Thursday, February 4, 2010
Giant Sand - Uneven Light of Day (Storm,1987)
Giant Sand was the primary outlet for the stylistic curveballs and sun-damaged songcraft of Howe Gelb, a Pennsylvania-born singer/guitarist who formed the four-piece Giant Sandworms after relocating to Tucson, Arizona in the mid-'70s.
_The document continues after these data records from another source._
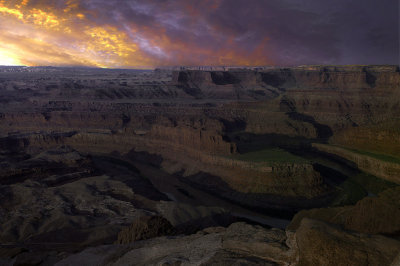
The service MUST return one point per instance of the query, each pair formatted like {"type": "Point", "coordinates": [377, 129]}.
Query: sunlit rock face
{"type": "Point", "coordinates": [85, 153]}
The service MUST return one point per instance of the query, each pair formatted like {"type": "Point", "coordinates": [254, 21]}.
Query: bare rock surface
{"type": "Point", "coordinates": [144, 228]}
{"type": "Point", "coordinates": [321, 244]}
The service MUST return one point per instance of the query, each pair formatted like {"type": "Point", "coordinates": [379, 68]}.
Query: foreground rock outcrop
{"type": "Point", "coordinates": [314, 243]}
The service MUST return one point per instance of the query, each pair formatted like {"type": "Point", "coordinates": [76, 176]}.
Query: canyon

With Storm, the Giant Sand story begins to get interesting. The band's third album features a marked leap forward in production and sound detailing from their first two records. Neil Harry's pedal steel gels wonderfully with the work of Paula Jean Brown (aka Mrs. Howe Gelb), who takes over bass duties and adds immeasurably to the tone colors of the compositions with her singing, and drummer Tom Larkins -- though he would depart following the recording, and had become reasonably comfortable with the shifting tempos of main-man Gelb's composing. For his part, it is here that Gelb finally starts to widen his songwriting, beginning the rambling, ambling lyrical spew and loose-but-still-moving-together chord sequences that make Giant Sand a band that is loved so intensely by its devotees. Though the contribution of producer/engineer Eric Westfall -- who had worked on all of the band's records up to this point -- shouldn't be underestimated, it is Gelb's leaps as a composer that make the disc come alive. The opening "Uneven Light of Day," the title cut, the honky-tonk raver "Three 6ixes," "Town With Little or No Pity," and "Was Is a Big Word" are all first-class. Even the cover of the Band's "The Weight" is effective, demonstrating Howe's unflinching eye in the face of the classics and sung with interpretive passion, especially when compared with the desultory cover versions on the preceding Ballad of a Thin Line Man. Storm is the first step in a quickly ascending tier of masterful Giant Sand releases.